Cognition and adaptive skills in myotonic dystrophy type 1: a study of 55 individuals with congenital and childhood forms

Aims To investigate cognitive abilities and adaptive skills in children and adolescents with myotonic dystrophy type 1 (DM1) and correlate the findings to the cytosine-thymine-guanine (CTG) repeat expansion size. Method Cognitive level was assessed in 55 children and adolescents with DM1 (31 males, 24 females; mean age 12y 1mo, SD 5y 1mo; range 2y 7mo-21y 5mo) divided into the following categories: severe congenital DM1 (n=19), mild congenital DM1 (n=18), and childhood DM1 (n=18). The Griffiths Mental Developmental Scale, the Wechsler Scales, and the Vineland Adaptive Behavior Scales (VABS) for adaptive skills were used for this purpose. Results Learning disability was found in 95% of the severe congenital group, 83% of the mild congenital group, and 89% of the childhood DM1 group. The more severe the form of DM1, the lower the full-scale IQ (FSIQ; r(s)=0.28, p=0.044). The individuals with severe congenital and childhood DM1 had a significantly higher verbal IQ than performance IQ (severe congenital: mean difference 5.7, SD 5.7, p=0.008; childhood DM1: mean difference 9.8, SD 18.0, p=0.038).
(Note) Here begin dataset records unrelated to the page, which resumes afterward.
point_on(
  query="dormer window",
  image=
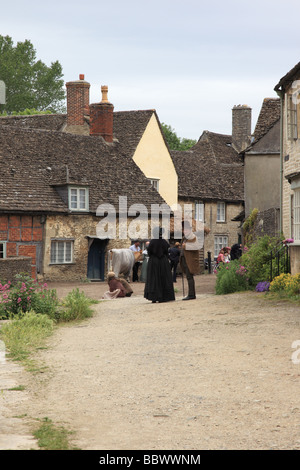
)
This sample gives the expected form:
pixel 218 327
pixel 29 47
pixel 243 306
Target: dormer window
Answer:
pixel 2 249
pixel 78 199
pixel 155 183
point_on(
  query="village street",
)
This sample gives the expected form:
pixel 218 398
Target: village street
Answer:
pixel 212 373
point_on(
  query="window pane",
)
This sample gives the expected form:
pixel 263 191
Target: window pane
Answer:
pixel 297 215
pixel 53 252
pixel 199 211
pixel 82 198
pixel 73 198
pixel 221 212
pixel 61 251
pixel 68 253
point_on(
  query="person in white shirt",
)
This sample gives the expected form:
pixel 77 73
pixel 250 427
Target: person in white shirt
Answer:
pixel 135 248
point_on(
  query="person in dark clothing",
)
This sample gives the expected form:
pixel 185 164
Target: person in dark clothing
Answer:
pixel 236 251
pixel 159 285
pixel 174 254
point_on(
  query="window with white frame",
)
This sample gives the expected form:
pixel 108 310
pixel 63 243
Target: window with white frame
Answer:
pixel 78 199
pixel 292 118
pixel 220 242
pixel 199 211
pixel 61 251
pixel 296 215
pixel 221 212
pixel 2 250
pixel 155 183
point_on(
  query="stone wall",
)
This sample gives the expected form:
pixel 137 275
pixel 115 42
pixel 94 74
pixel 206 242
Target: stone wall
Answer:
pixel 268 223
pixel 9 267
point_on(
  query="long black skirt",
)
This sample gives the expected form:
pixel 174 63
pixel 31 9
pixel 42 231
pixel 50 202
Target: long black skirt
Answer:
pixel 159 283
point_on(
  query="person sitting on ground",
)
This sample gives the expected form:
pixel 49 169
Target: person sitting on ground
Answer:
pixel 117 287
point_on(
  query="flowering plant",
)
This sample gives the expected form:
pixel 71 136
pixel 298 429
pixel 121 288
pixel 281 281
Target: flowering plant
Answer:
pixel 262 286
pixel 288 240
pixel 26 294
pixel 241 271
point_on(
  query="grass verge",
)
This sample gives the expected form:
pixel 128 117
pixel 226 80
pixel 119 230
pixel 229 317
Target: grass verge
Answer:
pixel 52 437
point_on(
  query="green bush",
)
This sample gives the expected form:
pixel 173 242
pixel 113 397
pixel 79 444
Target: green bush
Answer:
pixel 251 269
pixel 257 259
pixel 76 306
pixel 287 285
pixel 25 333
pixel 24 294
pixel 231 277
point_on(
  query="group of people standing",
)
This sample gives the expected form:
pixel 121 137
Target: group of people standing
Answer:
pixel 159 266
pixel 227 254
CTG repeat expansion correlated negatively with FSIQ (r(s)=-0.63, p < 0.006). Almost all participants showed poor results on the VABS. There was a positive relationship between cognitive level and adaptive skills in the mild congenital (r(s)=0.95, p < 0.01) and childhood DM1 groups (r(s)=0.92, p < 0.01). Interpretation Children and adolescents with DM1 exhibit significant cognitive and adaptive problems.